Temperature is one of the biggest factors impacting hard disk longevity. Over the years, there have been numerous studies comparing disk failure rates to operating temperature. Most of these studies have found that as a disk’s operating temperature increases, so, too, does its probability of failure. This does not necessarily mean that a disk that is running hot (but within the manufacturer’s operating temperature range) is in imminent danger of failure, but continuously operating at high temperatures can shorten a disk’s lifespan.
How Hot Is Too Hot?
A disk’s safe operating temperature range varies by manufacturer and by disk type. Generally speaking, most hard disks can safely operate at a range of 5 degrees to 50 degrees Celsius (41 degrees to 122 degrees Fahrenheit). Of course, the actual operating temperature range varies based on the make and model of the disk. Some Seagate drives, for example, can sustain temperatures of up to 60 degrees Celsius (140 degrees Fahrenheit).
Don’t Forget About Solid State Disks
It’s also important to consider the temperature of solid state disks. Although these disks do not have moving parts, they can still give off a considerable amount of heat. Once again, the specs vary by the disk’s make and model, but both NVMe and SATA SSDs can often operate at a range of 0 to 70 degrees Celsius (32 to 158 degrees Fahrenheit).
Monitoring Disk Temperature
Because excessive heat can contribute to disk failure, it is important to monitor the temperature of the disks that you are using. Nearly all storage arrays will report a disk’s temperature alongside other disk health information.
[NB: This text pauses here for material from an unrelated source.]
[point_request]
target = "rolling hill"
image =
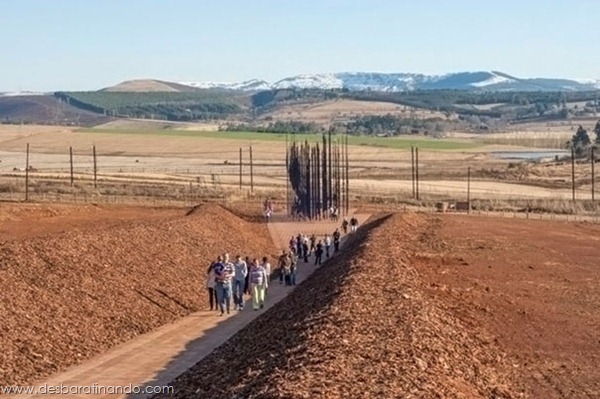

If you look at Figure 1, for example, you can see that Disk 12 is currently running at a temperature of 46 C / 114 F, well within the manufacturer's stated operating temperature range.
You can use the array’s Web interface to monitor the temperature of each disk.
Storage arrays generally also feature an alerting mechanism that can tell you if a hard disk is getting too hot. As you can see in Figure 2, this storage array can send notifications by email, SMS text message or push service. However, you can’t assume that the storage array will automatically send notifications related to high temperatures. Typically, you have to specify the types of notifications you want to receive. The array shown in the figure, for instance, can send notifications related to warnings, alerts and firmware updates. However, some storage arrays support far greater granularity with regard to configuring notifications.
The storage array supports a variety of alerting mechanisms.
Another best practice with regard to monitoring the temperature of your storage arrays is to periodically spot check your storage hardware using a thermal imaging camera. Prices for these cameras have come down quite a bit, with some models costing less than a thousand dollars.
You can use a thermal imaging camera to create a temperature baseline of your storage arrays. That way, in the future, you will be able to easily tell if an array is running hotter than it should. Although using a thermal imaging camera will show you a storage array’s overall operating temperature, this technique does not give you the temperature of the disks within the array. The reason for this is that the disks are located inside of the array, beyond the camera’s reach. Even so, pointing a thermal imaging camera at a storage array’s individual drive bays can help you to figure out if any of your disks are running especially hot. In Figure 3, you can see (by the white color in the center) that the disk in the upper-left drive bay is running hotter than the array’s other disks.
A thermal camera may be able to show you the temperature of the disks relative to one another.
What If Disks Are Running Hot?
So what should you do if you find that disks within an array are running hot? On occasion, I have seen a disk run hot simply because the disk was defective. More often, however, disks overheat as a result of inadequate air flow. As such, it is important to periodically inspect your storage hardware to make sure that vents are not clogged with dust and that the array’s fans are all working properly.
Indeed, regularly tracking hard disk temperature and solid state disk temperature can help avoid disk failure--and the consequences of disk failure.